14683 Algaba Montes Margarita

Tagged in Imaging / Ultrasound / Radiology

Usefulness of clinical ultrasound in the emergency department in a patient with shoulder pain 

The patient has given consent to have details submitted; and we ensure anonymity.

Brief clinical history: Bedside ultrasound is being used with increasing frequency by emergency physicians as goal-directed examinations meant to answer specific questions. In patients with musculoskeletal problems, it can also provide us a lot of information. The use of ultrasound by emergency physicians in Spain is progressively rising, more and more emergency departments have ultrasound machines and more and more doctors are trained in its use in emergencies settings.

The aim of this case report is to demonstrate the utility of point of care ultrasound (POCUS) in a patient with shoulder pain.
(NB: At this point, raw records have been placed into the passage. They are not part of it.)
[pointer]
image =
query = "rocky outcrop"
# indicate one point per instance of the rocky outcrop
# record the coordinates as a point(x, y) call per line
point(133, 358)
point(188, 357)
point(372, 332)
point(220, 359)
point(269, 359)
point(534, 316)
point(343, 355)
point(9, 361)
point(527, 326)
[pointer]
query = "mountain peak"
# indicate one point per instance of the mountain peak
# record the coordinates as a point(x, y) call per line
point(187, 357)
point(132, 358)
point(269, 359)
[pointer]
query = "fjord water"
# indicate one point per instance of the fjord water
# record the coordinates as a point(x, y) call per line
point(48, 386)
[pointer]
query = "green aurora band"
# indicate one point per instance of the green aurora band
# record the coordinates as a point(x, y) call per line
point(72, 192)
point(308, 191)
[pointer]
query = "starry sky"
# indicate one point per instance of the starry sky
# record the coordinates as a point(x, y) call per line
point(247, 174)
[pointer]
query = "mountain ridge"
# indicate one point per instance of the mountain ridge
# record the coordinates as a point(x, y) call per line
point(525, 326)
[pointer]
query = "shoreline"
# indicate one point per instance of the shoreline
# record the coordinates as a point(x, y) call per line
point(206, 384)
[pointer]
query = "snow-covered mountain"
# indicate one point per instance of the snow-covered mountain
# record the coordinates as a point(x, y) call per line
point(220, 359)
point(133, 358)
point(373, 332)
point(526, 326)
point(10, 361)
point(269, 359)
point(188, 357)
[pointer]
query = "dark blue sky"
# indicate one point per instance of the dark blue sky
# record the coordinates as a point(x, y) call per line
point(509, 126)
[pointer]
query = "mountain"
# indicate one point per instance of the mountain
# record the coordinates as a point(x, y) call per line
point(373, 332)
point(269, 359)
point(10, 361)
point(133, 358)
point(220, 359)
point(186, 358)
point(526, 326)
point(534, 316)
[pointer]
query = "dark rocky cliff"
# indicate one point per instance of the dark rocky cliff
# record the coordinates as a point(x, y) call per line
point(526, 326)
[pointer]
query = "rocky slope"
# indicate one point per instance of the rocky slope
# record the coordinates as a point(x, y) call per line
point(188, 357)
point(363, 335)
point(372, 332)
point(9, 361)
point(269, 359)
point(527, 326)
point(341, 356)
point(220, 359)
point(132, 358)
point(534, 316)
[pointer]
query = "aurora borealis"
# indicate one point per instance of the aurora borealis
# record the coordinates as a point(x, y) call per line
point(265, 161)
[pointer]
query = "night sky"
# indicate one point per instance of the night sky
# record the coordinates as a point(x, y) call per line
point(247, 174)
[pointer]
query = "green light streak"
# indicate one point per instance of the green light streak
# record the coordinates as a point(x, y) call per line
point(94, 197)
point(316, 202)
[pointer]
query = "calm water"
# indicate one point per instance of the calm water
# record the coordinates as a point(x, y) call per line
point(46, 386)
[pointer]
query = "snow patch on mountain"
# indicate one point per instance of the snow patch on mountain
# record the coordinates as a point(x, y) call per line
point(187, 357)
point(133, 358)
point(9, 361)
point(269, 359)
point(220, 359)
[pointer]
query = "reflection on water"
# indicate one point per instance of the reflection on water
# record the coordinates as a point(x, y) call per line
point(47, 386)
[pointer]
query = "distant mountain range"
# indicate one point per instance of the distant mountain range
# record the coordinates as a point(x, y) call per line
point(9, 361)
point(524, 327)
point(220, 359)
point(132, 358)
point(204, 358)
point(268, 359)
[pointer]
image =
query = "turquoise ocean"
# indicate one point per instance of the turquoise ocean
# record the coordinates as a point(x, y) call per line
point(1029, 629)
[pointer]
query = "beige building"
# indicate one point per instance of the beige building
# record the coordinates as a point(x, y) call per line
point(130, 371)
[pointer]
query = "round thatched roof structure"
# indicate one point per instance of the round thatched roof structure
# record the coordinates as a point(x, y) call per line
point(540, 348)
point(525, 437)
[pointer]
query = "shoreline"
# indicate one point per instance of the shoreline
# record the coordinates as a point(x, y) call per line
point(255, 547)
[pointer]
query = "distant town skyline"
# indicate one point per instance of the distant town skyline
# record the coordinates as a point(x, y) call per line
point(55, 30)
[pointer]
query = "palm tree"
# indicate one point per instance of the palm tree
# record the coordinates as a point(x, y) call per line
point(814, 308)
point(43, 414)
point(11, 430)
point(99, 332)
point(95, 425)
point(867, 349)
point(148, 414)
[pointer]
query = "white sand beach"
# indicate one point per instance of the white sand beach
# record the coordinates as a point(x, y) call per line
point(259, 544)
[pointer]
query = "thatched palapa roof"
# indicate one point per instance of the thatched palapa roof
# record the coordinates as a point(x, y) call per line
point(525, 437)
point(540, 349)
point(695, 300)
Misleading elements: We present the case of a patient who came to the emergency department with right shoulder pain, being diagnosed of a large calcification of the subscapular tendon quickly and accurately, due to the appropriate use of point of care ultrasound by the emergency doctor. We used a Sonosite M-Turbo, with linear probe HFL38x/13-6 MHz.

Helpful details: 57-year-old woman who came for pain in the right shoulder, for several weeks, but that for 24 hours has become much more intense and prevents her from performing her usual tasks, even requiring help to get dressed.

The emergency doctor performed a clinical ultrasound. The shoulder was in a position of supination and external rotation. Subscapular tendón (SSC)  and glenohumeral joint (GHJ) were compared with the transducer located just medial to the biceps tendon (for SSC) and just lateral to the coracoid process (for GHJ). A transverse view of SSC with the transducer located just medial to the biceps tendon(BT) shows the following distinguishing features of the SSC: minor tuberositas, concave surface of the lower surgical neck, fibrillar structure of SSC, continuation of the lower bone margin without demonstration of the thickness of the labrum. In the thickness of the fibrillar structure of the SSC we observed a great calcification, which caused great pain to the patient when she performed the abduction and adduction of the right arm.

Differential and actual diagnosis: rotator cuff tendinopathy may be a manifestation of shoulder impingement, but must be distinguished from other causes of shoulder pain like rotator cuff tear, adhesive capsulitis, glenohumeral ostheoarthritis, bíceps tendinopathy, acromioclavicular ostheoarthritis, subscapular bursitis,etc… The actual diagnosis is a subscapular tendinopathy, with a large calcification of the subscapular tendon.

Educational and/or clinical relevance: As we can see in the case we present, ultrasound is rapid, painless and reliable in the diagnosis musculoskeletal pathology. We believe that the emergency physician must acquire new skills, such as musculoskeletal ultrasound, Musculoskeletal pathology is highly prevalent in emergency departments, and POCUS helps us to make an accurate diagnosis, in a short time which improves waiting times in emergencies, safety in diagnosis and above all results in a benefit for the patient. Thus, in the same way that emergency physicians have been learning and assuming responsibilities in training with ultrasound, now we must continue to expand our field of action in ultrasound and advance in the ultrasound of musculoskeletal pathology.